# Basic Data Processing with Pandas

Pandas (short for “Python Data Analysis Library ”) is a Python package built on top of Numpy.  It is useful for special array handling, data manipulation, plotting, and web scraping.  

Pandas is particularly strong in the area of handling spreadsheet structures, dealing with missing data, and processing time series data.



These are the new data types introduced by pandas (most used ones are in bold):

- **Series**: 1D labeled homogeneously-typed array.
- **DataFrame**: General 2D labeled, size-mutable tabular structure with potentially heterogeneously-typed columns.
- *Time Series*: Series with index containing datetimes.
- *Panel*: General 3D labeled, also size-mutable array.

Import the package, as follows:

In [None]:
import numpy as np
import pandas as pd

## 1. Series

- A series is a one-dimensional array-like object.   
- Each element has an associated data label, called its *index*. By default, the index consists of ordinary array indices, i.e. consecutive integers starting from zero.
### 1.1 Series Operations

In [None]:
series1 = pd.Series(['Alice', 'Bob', 'Charlie', 'Dahlia'])
series1

In [None]:
#add a name
series1 = pd.Series(['Alice', 'Bob', 'Charlie', 'Dahlia'], name ='name')
series1

In [None]:
series1.index  #this is the default index

- An entry can be retrieved using the index, as follows:

In [None]:
series1[0]

- Often it will be more desirable to create a series with a custom index. 
- Here the index is manually set the index from 101 to 104

In [None]:
series2 = pd.Series(['Alice', 'Bob', 'Charlie', 'Dahlia'], index=[101, 102, 103, 104])
series2

- Calling that entry gives both values.  In this way a series is different from a dictionary.

In [None]:
series2.index #custom index

In [None]:
series2[101]

- The attribute `values` returns all the values.

In [None]:
series2.values

In [None]:
series2.values[1]   # obj.values is simply an array 

### 1.2 Series and the Dictionary object
#### Dictionaries
Dictionaries are also what they sound like - a list of definitions that correspond to unique terms.

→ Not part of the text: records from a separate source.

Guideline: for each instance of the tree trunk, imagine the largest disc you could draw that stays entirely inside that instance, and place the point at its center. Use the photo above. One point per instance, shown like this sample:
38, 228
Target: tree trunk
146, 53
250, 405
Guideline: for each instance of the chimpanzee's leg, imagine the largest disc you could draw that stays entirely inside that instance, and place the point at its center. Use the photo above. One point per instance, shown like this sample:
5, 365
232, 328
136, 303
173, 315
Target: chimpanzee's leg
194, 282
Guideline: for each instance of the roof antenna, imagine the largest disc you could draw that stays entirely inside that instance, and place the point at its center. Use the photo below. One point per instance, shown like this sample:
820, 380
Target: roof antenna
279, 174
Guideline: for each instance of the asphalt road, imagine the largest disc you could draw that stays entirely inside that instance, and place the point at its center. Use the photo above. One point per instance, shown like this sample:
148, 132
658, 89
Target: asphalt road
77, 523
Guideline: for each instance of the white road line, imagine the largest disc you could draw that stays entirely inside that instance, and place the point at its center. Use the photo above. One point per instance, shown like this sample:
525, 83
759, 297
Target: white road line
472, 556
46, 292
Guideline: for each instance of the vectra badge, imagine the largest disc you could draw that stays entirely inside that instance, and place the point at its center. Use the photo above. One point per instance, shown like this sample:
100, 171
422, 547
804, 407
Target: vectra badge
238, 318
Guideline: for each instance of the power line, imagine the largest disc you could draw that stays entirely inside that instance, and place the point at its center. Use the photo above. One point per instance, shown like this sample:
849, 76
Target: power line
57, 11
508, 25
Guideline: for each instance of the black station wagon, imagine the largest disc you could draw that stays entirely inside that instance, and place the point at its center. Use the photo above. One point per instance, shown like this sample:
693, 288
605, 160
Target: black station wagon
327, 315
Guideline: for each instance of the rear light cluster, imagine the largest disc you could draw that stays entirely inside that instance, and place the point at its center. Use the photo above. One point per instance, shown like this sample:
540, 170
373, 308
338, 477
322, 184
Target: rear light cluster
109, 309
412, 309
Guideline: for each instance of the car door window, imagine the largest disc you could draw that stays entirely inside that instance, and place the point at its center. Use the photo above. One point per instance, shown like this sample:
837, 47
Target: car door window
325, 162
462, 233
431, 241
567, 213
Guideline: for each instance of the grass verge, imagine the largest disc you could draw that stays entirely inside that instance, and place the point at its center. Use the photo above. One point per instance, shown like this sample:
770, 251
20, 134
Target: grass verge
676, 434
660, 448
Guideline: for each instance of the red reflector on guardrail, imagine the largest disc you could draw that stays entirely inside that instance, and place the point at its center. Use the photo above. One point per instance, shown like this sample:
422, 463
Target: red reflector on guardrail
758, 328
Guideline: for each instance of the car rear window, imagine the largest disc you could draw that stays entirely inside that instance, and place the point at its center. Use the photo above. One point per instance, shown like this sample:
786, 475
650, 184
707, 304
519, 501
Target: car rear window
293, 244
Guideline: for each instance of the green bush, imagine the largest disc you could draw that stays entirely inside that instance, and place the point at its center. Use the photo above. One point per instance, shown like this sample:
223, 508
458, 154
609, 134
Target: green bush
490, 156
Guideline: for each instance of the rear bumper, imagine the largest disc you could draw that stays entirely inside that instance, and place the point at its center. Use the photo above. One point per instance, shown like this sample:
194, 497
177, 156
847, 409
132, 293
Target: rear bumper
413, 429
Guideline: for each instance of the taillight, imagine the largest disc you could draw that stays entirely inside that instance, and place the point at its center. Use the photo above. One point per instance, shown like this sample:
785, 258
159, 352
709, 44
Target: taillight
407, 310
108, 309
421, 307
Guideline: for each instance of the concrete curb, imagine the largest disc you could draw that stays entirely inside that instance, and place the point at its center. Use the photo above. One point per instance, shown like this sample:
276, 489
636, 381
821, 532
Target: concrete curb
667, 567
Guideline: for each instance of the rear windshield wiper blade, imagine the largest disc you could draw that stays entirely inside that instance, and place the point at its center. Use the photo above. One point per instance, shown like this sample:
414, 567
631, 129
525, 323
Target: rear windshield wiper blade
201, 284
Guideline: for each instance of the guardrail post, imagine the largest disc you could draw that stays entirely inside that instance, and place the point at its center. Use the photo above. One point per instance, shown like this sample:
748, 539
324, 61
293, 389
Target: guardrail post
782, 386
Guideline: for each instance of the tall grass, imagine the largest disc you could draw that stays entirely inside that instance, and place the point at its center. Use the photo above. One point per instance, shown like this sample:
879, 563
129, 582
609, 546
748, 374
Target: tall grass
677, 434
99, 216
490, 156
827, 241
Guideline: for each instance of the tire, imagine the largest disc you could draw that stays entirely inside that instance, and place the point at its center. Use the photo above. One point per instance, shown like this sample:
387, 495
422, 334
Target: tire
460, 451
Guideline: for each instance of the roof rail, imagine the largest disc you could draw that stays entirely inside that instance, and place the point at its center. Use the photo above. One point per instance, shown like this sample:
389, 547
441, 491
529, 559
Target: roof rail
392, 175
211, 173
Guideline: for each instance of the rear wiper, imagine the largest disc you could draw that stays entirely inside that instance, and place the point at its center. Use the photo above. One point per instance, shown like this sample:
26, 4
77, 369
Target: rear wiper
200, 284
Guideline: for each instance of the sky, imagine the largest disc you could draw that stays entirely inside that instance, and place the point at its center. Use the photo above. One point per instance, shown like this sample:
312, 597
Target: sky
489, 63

*Keys* and *values* are to a dictionary what words and their definitions are to an English dictionary. 

Each entry in a dictionary is called a key-value pair, and they are bound together by a colon `:` . 

To create a dictionary, use curly braces and declare each key-value pair separated by commas

In [None]:
student_id = {
    101: 'Alice', # a key-value pair
    102: 'Bob',
    103: 'Charlie',
    104: 'Dahlia',
}
student_id

Similarly to a list, you can use brackets to access the value, but this time with the key (instead of the index)

In [None]:
student_id[101]

The Series object is similar to a dictionary, `Series.index` is like `dictionary.keys`, and `Series.values` is like `dictionary.values`. Directly convert a dictionary to a Series, as follows:

In [None]:
series3 = pd.Series(student_id)
series3 

Convert a Series back to a dictionary.

In [None]:
series3.to_dict()

## 2. DataFrame

- A data frame represents a tabular, spreadsheet-like data structure containing an ordered collection of columns.
- Each column can be a different type (integers, strings, floating point numbers, Python objects, etc.).  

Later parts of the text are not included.